First circumnavigation of the world by Ferdinand Magellan 500 years ago

MSeveral shots of salute and applause were received on Thursday in Seville the "Victoria". Exactly 500 years ago, on September 8, 1522, the first sailing ship to circumnavigate the world docked on the banks of the Guadalquivir. On Thursday, a replica moored not far from the Golden Tower – again with a load of spices.

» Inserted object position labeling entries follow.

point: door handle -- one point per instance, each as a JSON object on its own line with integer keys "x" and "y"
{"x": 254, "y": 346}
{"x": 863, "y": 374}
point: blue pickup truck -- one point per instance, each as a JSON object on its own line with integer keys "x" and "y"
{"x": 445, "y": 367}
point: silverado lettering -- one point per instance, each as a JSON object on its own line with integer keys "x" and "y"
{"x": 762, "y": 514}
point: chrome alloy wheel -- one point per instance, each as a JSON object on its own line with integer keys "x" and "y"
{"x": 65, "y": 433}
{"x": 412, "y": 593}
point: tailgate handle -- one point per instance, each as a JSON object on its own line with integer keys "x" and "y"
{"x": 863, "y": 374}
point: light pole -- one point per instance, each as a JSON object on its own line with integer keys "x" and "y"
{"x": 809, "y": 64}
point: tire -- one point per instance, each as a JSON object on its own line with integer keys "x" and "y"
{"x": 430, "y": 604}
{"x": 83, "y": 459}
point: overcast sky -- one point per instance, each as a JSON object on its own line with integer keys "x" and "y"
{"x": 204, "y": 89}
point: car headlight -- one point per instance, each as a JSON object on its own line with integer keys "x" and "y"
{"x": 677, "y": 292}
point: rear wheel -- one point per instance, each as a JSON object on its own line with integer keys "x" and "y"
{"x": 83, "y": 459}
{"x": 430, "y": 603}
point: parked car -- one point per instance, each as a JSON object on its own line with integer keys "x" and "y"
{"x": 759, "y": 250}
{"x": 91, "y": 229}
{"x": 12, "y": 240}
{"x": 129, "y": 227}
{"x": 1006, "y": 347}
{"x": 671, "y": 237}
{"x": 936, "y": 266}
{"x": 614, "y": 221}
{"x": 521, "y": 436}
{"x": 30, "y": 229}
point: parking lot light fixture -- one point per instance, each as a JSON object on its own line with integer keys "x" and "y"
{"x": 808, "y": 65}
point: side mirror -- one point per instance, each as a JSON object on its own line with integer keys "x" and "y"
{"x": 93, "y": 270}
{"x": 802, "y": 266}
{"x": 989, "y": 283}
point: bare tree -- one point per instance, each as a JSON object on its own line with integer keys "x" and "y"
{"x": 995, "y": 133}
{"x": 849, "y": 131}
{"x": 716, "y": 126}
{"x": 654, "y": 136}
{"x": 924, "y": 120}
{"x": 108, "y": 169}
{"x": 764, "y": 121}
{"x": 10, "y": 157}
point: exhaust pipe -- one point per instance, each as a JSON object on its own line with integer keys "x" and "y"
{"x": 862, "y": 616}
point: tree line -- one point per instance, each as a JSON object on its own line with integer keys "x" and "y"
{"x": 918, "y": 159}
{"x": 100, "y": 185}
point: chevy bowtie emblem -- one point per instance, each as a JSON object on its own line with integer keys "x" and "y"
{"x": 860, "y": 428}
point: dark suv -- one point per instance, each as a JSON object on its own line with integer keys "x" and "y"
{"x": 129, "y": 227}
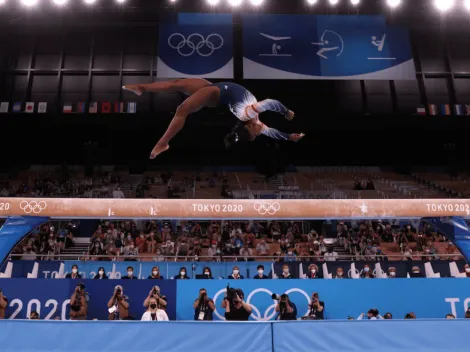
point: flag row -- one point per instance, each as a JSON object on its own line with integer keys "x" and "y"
{"x": 70, "y": 108}
{"x": 445, "y": 110}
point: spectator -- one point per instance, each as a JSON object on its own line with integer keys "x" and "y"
{"x": 285, "y": 272}
{"x": 153, "y": 313}
{"x": 130, "y": 274}
{"x": 331, "y": 255}
{"x": 313, "y": 272}
{"x": 101, "y": 274}
{"x": 203, "y": 306}
{"x": 286, "y": 308}
{"x": 79, "y": 303}
{"x": 74, "y": 274}
{"x": 182, "y": 274}
{"x": 316, "y": 309}
{"x": 260, "y": 275}
{"x": 339, "y": 273}
{"x": 155, "y": 274}
{"x": 155, "y": 293}
{"x": 416, "y": 272}
{"x": 118, "y": 307}
{"x": 3, "y": 304}
{"x": 235, "y": 274}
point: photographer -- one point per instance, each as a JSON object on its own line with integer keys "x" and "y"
{"x": 316, "y": 309}
{"x": 159, "y": 298}
{"x": 287, "y": 309}
{"x": 3, "y": 304}
{"x": 235, "y": 307}
{"x": 118, "y": 307}
{"x": 203, "y": 306}
{"x": 79, "y": 303}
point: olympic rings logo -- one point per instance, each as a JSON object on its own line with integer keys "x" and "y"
{"x": 270, "y": 312}
{"x": 32, "y": 206}
{"x": 195, "y": 43}
{"x": 264, "y": 208}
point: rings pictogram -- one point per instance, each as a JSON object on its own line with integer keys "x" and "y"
{"x": 195, "y": 42}
{"x": 264, "y": 208}
{"x": 32, "y": 206}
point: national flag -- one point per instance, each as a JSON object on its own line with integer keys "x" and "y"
{"x": 445, "y": 109}
{"x": 42, "y": 108}
{"x": 119, "y": 107}
{"x": 81, "y": 107}
{"x": 106, "y": 107}
{"x": 17, "y": 107}
{"x": 131, "y": 108}
{"x": 93, "y": 108}
{"x": 4, "y": 107}
{"x": 29, "y": 108}
{"x": 421, "y": 111}
{"x": 67, "y": 108}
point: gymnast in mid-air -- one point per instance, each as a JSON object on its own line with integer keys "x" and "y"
{"x": 202, "y": 93}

Charles I, the King of Castile and Aragon and later Emperor Charles V, originally only commissioned the Portuguese Ferdinand Magellan to find a western route across the Atlantic to the Spice Islands. Pepper, nutmeg and cinnamon from the Moluccas were worth almost as much as gold and silver back then.

The human price was high

But the journey brought much more to mankind: the final proof that the earth is not flat, but really a sphere. "We have discovered and circumnavigated the whole rim of the world, going west and returning from the east," wrote the chronicler Antonio Pigafetta, who was also on board, after returning from the voyage, the importance of which proud Spaniards associated with the equate to the moon landing.

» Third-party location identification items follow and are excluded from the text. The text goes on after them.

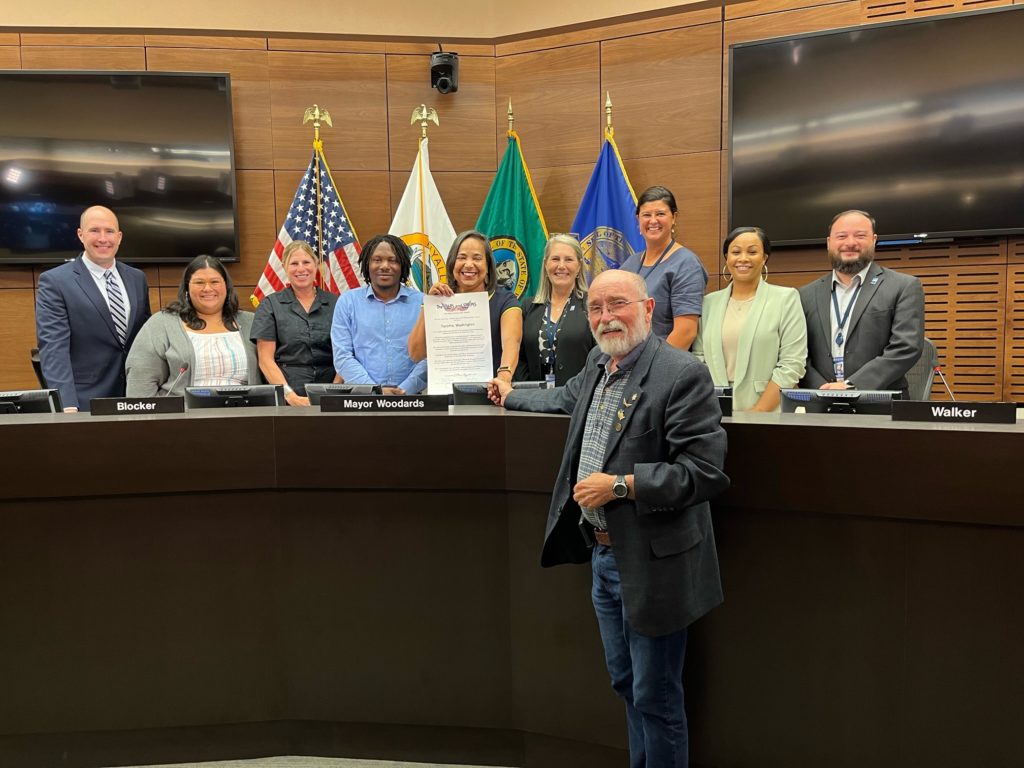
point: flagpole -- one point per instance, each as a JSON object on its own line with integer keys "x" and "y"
{"x": 423, "y": 115}
{"x": 314, "y": 114}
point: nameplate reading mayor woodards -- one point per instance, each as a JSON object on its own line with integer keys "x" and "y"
{"x": 383, "y": 403}
{"x": 954, "y": 413}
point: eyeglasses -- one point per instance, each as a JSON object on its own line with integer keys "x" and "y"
{"x": 615, "y": 306}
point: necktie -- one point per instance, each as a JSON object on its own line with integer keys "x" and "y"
{"x": 116, "y": 301}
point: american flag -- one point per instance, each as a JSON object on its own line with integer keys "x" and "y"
{"x": 340, "y": 250}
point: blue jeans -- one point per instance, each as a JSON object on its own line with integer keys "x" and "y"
{"x": 646, "y": 672}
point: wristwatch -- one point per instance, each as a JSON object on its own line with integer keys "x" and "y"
{"x": 620, "y": 488}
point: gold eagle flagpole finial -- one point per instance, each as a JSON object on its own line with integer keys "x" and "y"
{"x": 609, "y": 132}
{"x": 424, "y": 115}
{"x": 316, "y": 115}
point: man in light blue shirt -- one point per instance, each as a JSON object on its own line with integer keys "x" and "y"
{"x": 370, "y": 332}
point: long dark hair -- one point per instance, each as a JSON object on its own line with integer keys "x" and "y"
{"x": 182, "y": 305}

The human price for this was high. Magellan had set out with five ships. After 1082 days, only a nao, as these robust, bulbous sailing boats are called, returned from the first unplanned circumnavigation of the world with 18 men, who made the pilgrimage from the pier to the cathedral in Seville with the last of their strength. Almost 250 seamen set sail, including three from what is now Germany. More than 200 died or deserted on the furthest journey Europeans had ever made.

Image: dpa

Basque helmsman Juan Sebastián Elcano completed the mission; Magellan was killed by a poisoned arrow while fighting on the island of Macatan. Elcano reached the Moluccas and filled the Victoria's holds with tons of spices. They were so valuable that in the end they not only covered the costs of the entire expedition, but also brought in a profit. On the way home, Elcano then sailed along the west coast of Africa. After more than 37,000 nautical miles, the Victoria first reached the port city of Sanlúcar de Barrameda on September 6, 1522, before continuing to Seville to unload her cargo.